Trademark Lawyers Australia – Full Federal Court – Cantarella

Modena Trading Pty Ltd v Cantarella Bros Pty Ltd [2013] FCAFC 110 (30 September 2013)

Successful appeal by Modena overturning decision of primary judge finding infringement of Cantarella’s trade mark registrations for ORO and CINQUE STELLE for coffee. The Full Court ordered these registrations to be cancelled.

As reported previously, the trial judge, Emmett J held that Cantarella’s ORO and CINQUE STELLE trade marks were distinctive and validly registered. Consideration was given to the extent of Italian speakers in Australia and his Honour concluded that only a very small minority of ordinary English-speaking people in Australia would understand the allusions made by the words Cinque Stelle and Oro. His Honour was not persuaded that the Italian language is so widely spread that the conclusion should be drawn that these words would be generally understood as meaning “Five Stars” and “Gold” respectively. The Full Court considered this approach was wrong.

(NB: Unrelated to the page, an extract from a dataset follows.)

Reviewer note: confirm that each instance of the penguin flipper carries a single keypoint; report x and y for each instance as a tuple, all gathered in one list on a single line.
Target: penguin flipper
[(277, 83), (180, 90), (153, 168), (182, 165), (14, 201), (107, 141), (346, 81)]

Cantarella used CINQUE STELLE and ORO for specific blends of coffee from 1996 and 2000 respectively. Such use was in conjunction with its Vittoria house mark.

Caffè Molinari SpA began exporting ORO and CINQUE STELLE coffee to Australia from about July 1996 and October 1998 respectively. These coffee products also carried the Caffe Molinari house mark. Modena became the exclusive Australian distributor for Modena in November 2009.

Significantly, other coffee traders had used the Italian words “Oro” and “Cinque Stelle” which were known in the coffee trade as words descriptive of the quality of the coffee products and used in that sense, although not as trade marks, for a significant period of time extending well before Cantarella’s registration of its marks and afterwards. This was particularly relevant to the enquiry as to whether other traders might wish to use these words.

The Full Court was satisfied that Cantarella’s ORO and CINQUE STELLE trade marks are not inherently adapted to distinguish the designated goods from those of other traders, notwithstanding that they may well distinguish goods within Cantarella’s range from other goods in that range.

The Full Court also concluded the trial judge was in error in finding that Cantarella has used and is using “Oro” and “Cinque Stelle” as trade marks.